Electrification of mobility and transport makes the environmental argument a moot point.

Disclaimer: I live in suburbia.

1 comments

> Electrification of mobility and transport makes the environmental argument a moot point.

I disagree. Electric cars are more efficient than IC, but they still use electricity which mostly comes from fossil fuels. Add in all the massively increased infrastructure spending and emissions per capita that are needed for suburbs, and urbanization is a no-brainer from an environmental perspective.

A million EVs are sold every six months, and the time to sell a million EVs is shortening. Hundreds of GWs of renewables come online each year.

Urbanization is like nuclear power, financially and politically untenable. It is not a reasonable path to success.

How is urbanization financially untenable? IIRC, it’s been shown that suburbia generally isn’t paying its way when it comes to infrastructure, which is optimistically built with debt, and then isn’t self-sustaining from property taxes of just those served. Because there’s a lot more infrastructure to maintain per person to have people so spread out, and the values aren’t correspondingly higher.
Urban infrastructure costs are lower (less roads, small land area to cover with police, fire, etc), but the real estate costs quickly balloon (dense real estate in desirable locations is more expensive). Do I care if my single family home is $1k-2k/year more in tax costs than urban areas if my house is $100k-300k cheaper than a condo in the city (these numbers are pulled directly from the Chicago housing market)? I do not. I would even pay much more to not live in the city (my taxes could double, and I would still come out ahead living in the 'burbs over my lifetime), but that's an argument for another thread about the continuing willingness of the debt markets to provide cheap capital for municipalities who need to pay for sprawl. Misallocated capital is the bane of many a social ill.

Are you able to convince large populations of people they should pay much higher real estate costs for lower local taxes when they're still going to pay more (total monthly housing or lump sum payment) than in the suburbs? I do not believe that argument will fly.

Condo prices are ludicrously detached from the fundamental efficiency because the supply of urban housing types is so severely restricted, on the basis of all the arguments you’ve just given.

If houses were banned on all but a few blocks, they’d be expensive too.
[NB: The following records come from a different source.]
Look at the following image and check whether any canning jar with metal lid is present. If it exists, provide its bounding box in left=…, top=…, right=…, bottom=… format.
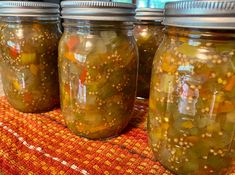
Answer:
left=0, top=1, right=61, bottom=113
left=134, top=8, right=163, bottom=98
left=59, top=1, right=138, bottom=139
left=148, top=0, right=235, bottom=175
Urbanization is the arc of human civlization for thousands of years. The automobile era is a weird little blip.

Right, I think the real bill would be far more than double, but I haven't looked into this topic in depth, so I can't really say. While the party lasts, and the suburbs are heavily subsidized by cities/debt markets, sure, you'd have a hard time convincing the people being subsidized to change their ways. If that party ends, I think economic reality will do all the convincing. But markets and policy can stay irrational for a very long time, so who knows.